Jesmyn Ward received her MFA from the University of Michigan, where she won five Hopwood Awards for essays, drama, and fiction. She has been a Stegner Fellow at Stanford and a Grisham Visiting Writer in Residence at the University of Mississippi. She is currently an assistant professor of creative writing at the University of South Alabama. Her debut novel,Where the Line Bleeds, was an Essence Book Club selection, a Black Caucus of the ALA Honor Award recipient, and a finalist for both the Virginia Commonwealth University Cabell First Novelist Award and the Hurston/Wright Legacy Award. This year she won the National Book Award for her novel, Salvage the Bones.
Spurred by the death of my brother, my first novel was something of a love letter to the kind of young black men that I grew up with: these young men were tender, fierce, worldly, and sometimes, painfully naïve.
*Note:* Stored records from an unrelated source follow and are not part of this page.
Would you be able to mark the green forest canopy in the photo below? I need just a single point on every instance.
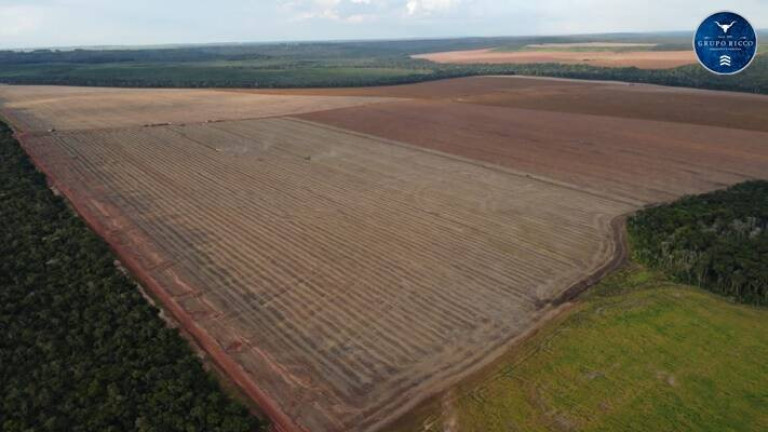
(80, 348)
(718, 241)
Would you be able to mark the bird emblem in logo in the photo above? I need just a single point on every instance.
(725, 27)
(725, 43)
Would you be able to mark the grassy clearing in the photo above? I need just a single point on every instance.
(637, 353)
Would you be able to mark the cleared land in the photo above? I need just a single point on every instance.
(41, 108)
(639, 59)
(345, 268)
(636, 160)
(347, 276)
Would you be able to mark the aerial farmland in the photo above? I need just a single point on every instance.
(345, 254)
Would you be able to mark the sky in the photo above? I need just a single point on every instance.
(66, 23)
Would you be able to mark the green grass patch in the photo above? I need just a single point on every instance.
(638, 353)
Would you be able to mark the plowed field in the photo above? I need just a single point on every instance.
(41, 108)
(344, 264)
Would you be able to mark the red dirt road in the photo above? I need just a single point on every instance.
(81, 201)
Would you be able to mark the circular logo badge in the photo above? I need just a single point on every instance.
(725, 43)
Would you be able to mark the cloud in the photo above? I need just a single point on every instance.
(20, 20)
(429, 7)
(367, 10)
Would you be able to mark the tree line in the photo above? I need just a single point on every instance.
(80, 348)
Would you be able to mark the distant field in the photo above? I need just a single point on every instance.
(345, 254)
(586, 55)
(372, 63)
(638, 353)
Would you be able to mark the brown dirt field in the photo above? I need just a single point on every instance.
(647, 161)
(614, 99)
(341, 276)
(349, 278)
(40, 108)
(639, 59)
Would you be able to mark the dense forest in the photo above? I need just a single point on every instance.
(338, 64)
(718, 241)
(80, 348)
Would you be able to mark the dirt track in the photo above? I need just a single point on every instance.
(639, 59)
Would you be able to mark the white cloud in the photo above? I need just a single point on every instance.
(429, 7)
(20, 20)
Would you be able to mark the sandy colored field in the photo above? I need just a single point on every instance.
(348, 276)
(345, 263)
(639, 59)
(40, 108)
(647, 161)
(613, 99)
(593, 45)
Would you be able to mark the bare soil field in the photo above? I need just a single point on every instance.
(348, 277)
(41, 108)
(360, 250)
(639, 59)
(613, 99)
(646, 161)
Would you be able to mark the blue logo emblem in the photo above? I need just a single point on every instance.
(725, 43)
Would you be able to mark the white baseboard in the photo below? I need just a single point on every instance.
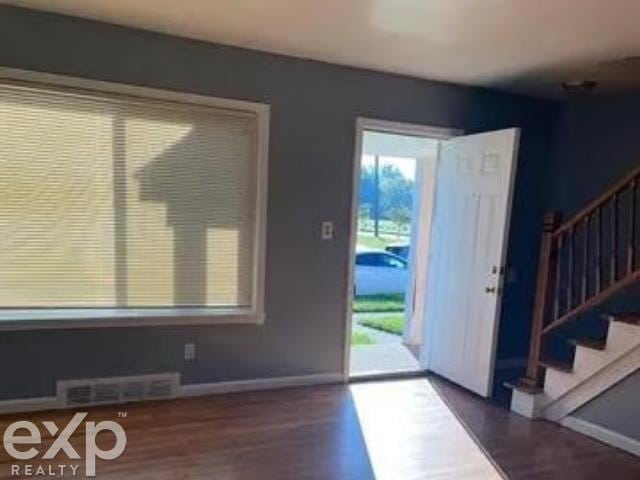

In my second novel, I wanted to write a book that revolved around the kind of young women I grew up with; I wanted to pen a love letter to them. Specifically, I wanted to write about a young girl who is growing up in a world full of men, and I wanted to explore how she understands womanhood, how she fares under all the pressures that bear down on poor black girls in the South. I’d also wanted to write about the character that would become Esch’s brother, Skeetah, and his pit bull, for years. There was something about the strange love that Skeetah felt for his dog that fascinated me. As I wrote the novel, I discovered that the strange love Skeetah felt for his dog was only one of many loves that would be central to the book and influence Esch’s understanding of womanhood and motherhood.
I wanted to write Salvage the Bones because I loved these characters so much I wanted them to speak. I wanted readers needed to know what it means to be a young black girl in the South, what it means for Esch to find models of womanhood in the world, for readers to understand how these models affect her and girls like her. I also wanted to write about Hurricane Katrina once I was able to crawl out of the despair the hurricane inspired in me because I wanted to write against the stereotypes that I encountered about people who didn’t evacuate for the storm. I wanted to reveal that people who stayed here for the storm did so because they had always done so, that their refusal to evacuate was dictated by habit, a lack of means, and a sense of loyalty: as they’d always done, they would face this storm in their homes. In this way, the Batiste family is like many families on the Mississippi Gulf Coast.
Even though Esch’s and Skeetah’s and their family’s stories are specific to a certain time and place, I hope that readers understand that in larger ways, they aren’t. Just as Esch is able to read books about Greek mythology and find something of herself in them and them in her, I’m hoping that readers read Salvage the Bones and find themselves in my characters, and my characters in them.